Saturday, December 17, 2011

A Visit from a Friend of Dudley's from The Bishop's Wife

I’m not particularly fond of angel pictures, neither tv nor features. I never got into Touched by an Angel, or Highway to Heaven, and even Holly Hunter’s grittier Saving Grace doesn’t draw me in.

But there was an angel named Dudley who made an impression. I saw The Bishop’s Wife as a child, and I was entranced by Cary Grant, the most suave, engaging messenger of God there could ever be. A God who can make Cary Grant surely can do anything.


The Catholic Church recognizes these divine agents (angels that is, not actors). They are not people who have died--as Hollywood often depicts--but heavenly beings in a celestial hierarchy: seraphim, cherubim, thrones, dominions, principalities, powers, archangels, and angels.

“St. Thomas teaches us (Summa Theologica I:113:4) that only the lowest orders of angels are sent to men, and consequently that they alone are our guardians, though Scotus and Durandus would rather say that any of the members of the angelic host may be sent to execute the Divine commands.” New Advent Catholic Encyclopedia

In The Bishop’s Wife, Bishop Henry Brougham (David Niven) prays for help in building a new cathedral.
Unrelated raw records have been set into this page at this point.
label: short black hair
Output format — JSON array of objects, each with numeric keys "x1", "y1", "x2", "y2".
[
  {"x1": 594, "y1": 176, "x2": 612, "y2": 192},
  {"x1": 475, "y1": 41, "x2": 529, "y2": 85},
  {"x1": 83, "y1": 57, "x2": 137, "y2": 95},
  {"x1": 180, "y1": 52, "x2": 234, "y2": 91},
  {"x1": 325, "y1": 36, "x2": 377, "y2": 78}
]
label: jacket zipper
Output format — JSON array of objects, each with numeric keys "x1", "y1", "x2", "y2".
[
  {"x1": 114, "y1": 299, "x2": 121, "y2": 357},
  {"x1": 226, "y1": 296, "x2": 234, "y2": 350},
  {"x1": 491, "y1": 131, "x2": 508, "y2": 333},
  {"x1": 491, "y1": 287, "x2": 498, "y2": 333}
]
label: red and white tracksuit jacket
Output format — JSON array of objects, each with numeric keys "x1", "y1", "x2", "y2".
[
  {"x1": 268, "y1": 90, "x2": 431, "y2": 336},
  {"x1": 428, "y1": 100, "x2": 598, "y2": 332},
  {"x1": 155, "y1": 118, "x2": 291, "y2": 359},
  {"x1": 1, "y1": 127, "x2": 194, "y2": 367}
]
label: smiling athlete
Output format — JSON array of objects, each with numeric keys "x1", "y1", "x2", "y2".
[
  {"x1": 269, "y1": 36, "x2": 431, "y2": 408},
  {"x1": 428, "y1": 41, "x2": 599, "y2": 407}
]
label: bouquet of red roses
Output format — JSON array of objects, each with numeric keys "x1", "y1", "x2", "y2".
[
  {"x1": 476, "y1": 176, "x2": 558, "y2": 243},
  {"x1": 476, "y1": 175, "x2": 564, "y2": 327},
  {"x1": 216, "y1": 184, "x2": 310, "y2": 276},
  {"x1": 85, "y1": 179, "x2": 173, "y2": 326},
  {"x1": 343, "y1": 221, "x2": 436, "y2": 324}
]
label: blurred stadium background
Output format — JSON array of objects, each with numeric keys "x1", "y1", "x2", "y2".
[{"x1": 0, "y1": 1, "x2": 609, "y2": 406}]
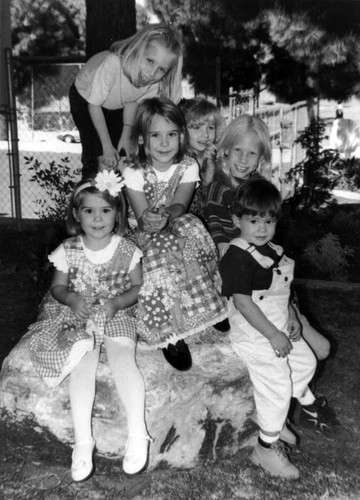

Dudley arrives in answer to that prayer, and becomes a part of the Bishop’s life, which includes his wife, Julia (Loretta Young) and daughter Debbie.

What the film captures so well is that moment of Henry in prayer, with Dudley entering in response, and then, his work done and guidance given, his leaving, with no trace of his being there. Except for Henry, who has a dull feeling about something he can’t quite remember. And yes, I had faith that this kind of story was theoretically possible and not a fairy tale.

An Angel at Her Elbow
The film was always a favorite of mine, but it took on more resonance about 15 years ago. My mother was trying to quit smoking, again. My niece had just been born, and my brother didn’t want any smoking near her. But my mother had been smoking for forty years, and they say that for some, the addiction to nicotine is harder to break than heroine.

One day my mother was shopping in the mall when she stopped to light up a cigarette outside of a fabric store. Out of nowhere there was a woman at her side, coming from her blind spot whom she only saw out of the corner of her eye. The woman touched her elbow, and said, “Please don’t smoke." My mother was completely startled. She turned to say something to her, and there was no one there—only a bunch of young mothers tending to children in strollers.

It’s such a cinematic moment, it would be so easy for me to film this story.

That was the last cigarette my mother smoked. She simply hasn’t had another since.

A little Divine intervention?

It could have been a woman who had lost someone to lung cancer, and was compelled to ask total strangers to stop smoking, and then was really good at running away, so as not to have a confrontation.

Yup. That’s possible.

It could have just been a coincidence that after that encounter, my mother was finally able to not light up again. Coincidences happen all the time.

Then again . . . it could have been an angel, visible for a moment, when that moment was most needed.